War is not just fighting on the battlefield. Logistics are vitally important. More to the point, Americans trained the Afghans to fight as we do, not like the Afghans used to, so they became reliant on our methods, tactics, and equipment, including air support and a complex system of military units that requires an exhaustive command and communications network. While we may have had good intentions and good reasons for making the Afghans reliant on these tools and techniques, we never taught the Afghans how to do them on their own. We did them for the Afghans ourselves.

When, in April, President Biden abruptly announced our pending withdrawal, the American focus turned from logistical support to exit. On top of the 3,500 American members of the military, 17,000 more military contractors stopped assisting the Afghans more or less overnight. The Afghan military lost the equivalent of two logistics divisions, without the time to adjust to the new reality, learn how to supply itself with logistical support—something we never taught them—and teach itself how to operate complicated American machines and equipment, which takes months, if not longer, to learn. The American personnel didn’t even provide the courtesy of fixing the equipment they were leaving behind, much of it down due to maintenance issues. At that point, fighting was not courageous. It was reckless.
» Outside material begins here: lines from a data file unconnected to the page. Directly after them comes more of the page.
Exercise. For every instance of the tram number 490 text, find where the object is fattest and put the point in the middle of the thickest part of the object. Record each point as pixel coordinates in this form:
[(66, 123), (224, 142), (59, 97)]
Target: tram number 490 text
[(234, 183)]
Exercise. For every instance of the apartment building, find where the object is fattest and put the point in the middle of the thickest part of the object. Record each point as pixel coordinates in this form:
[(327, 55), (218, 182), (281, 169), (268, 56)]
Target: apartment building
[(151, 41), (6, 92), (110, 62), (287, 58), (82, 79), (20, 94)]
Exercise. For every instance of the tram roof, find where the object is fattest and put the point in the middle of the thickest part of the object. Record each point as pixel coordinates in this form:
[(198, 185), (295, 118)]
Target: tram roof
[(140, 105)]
In the backrooms, Afghan military commanders immediately began to mitigate the situation to keep their heads—literally speaking. Out of fear for their lives and the lives of their loved ones, they started studying their options. Some chose to keep on fighting, a decision that might soon cost their lives; some planned their escapes; others pledged loyalty to the Taliban, either genuinely or out of fear.


President Biden is claiming that he had to stand by the agreement that Donald Trump’s secretary of state, Mike Pompeo, had made. Meanwhile, Pompeo is on a media tour to absolve himself and Trump of blame, even though a year ago he was on a media tour bragging that the Taliban would become America’s partners in counterterrorism against al Qaeda.
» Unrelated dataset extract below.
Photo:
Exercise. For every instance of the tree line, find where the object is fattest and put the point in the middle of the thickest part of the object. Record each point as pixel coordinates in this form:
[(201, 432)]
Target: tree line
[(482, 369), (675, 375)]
The reality is that, while Trump and Pompeo made this bed, Biden and Antony Blinken chose to sleep in it.

First, in 2020, Biden ran on the platform of I will undo everything Trump has done. Given that context, it is quite disingenuous of Biden to now claim that he is only executing Trump’s sacrosanct withdrawal policy.
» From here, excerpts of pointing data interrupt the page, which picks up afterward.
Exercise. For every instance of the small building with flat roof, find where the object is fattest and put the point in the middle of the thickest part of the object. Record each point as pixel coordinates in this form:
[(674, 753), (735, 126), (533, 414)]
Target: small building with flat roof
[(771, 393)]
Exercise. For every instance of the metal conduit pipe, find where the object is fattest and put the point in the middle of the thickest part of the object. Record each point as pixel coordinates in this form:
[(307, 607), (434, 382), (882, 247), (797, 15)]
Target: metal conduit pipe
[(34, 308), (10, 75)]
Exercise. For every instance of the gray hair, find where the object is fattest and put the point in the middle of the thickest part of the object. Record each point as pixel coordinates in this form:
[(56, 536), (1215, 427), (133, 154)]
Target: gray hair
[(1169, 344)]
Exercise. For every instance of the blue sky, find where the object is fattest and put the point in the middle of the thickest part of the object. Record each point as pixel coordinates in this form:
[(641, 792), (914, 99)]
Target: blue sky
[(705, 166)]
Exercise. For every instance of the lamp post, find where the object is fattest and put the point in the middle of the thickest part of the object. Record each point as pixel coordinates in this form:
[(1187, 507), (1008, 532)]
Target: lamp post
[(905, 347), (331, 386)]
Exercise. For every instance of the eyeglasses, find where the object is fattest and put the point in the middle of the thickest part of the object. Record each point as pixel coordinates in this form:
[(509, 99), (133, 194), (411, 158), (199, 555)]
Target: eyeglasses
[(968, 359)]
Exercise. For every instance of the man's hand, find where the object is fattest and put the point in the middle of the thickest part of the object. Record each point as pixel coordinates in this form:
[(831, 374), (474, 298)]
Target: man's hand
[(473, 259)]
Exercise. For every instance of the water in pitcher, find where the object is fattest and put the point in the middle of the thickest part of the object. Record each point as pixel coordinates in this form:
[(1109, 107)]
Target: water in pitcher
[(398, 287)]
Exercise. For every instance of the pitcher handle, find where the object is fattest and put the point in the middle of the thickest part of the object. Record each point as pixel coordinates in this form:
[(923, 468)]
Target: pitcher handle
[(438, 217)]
Second, the first thing the Taliban did after signing the agreement with Pompeo was to violate it. Assaults on the Afghan National Army continued. Al Qaeda was never renounced. Common sense, international law, and morality would have all justified walking back from the deal, one that the Senate never ratified anyway. Quitting the deal would have relieved America’s allies and partners.

The Afghanistan War became the contractors’ war. The military loved it. Normally, the officers are held accountable and get in trouble for the screwups of their subordinates. But contractors  don’t have that responsibility. The military senior leadership loved it because it didn’t stretch the military. And the politicians loved it. It saved them money and kept the numbers down so they could make the war sustainable for the long run. The contractor model came with all its countless flaws and a single benefit: It made the war durable—except that Trump and Biden did not care for it and wanted to wash their hands of it.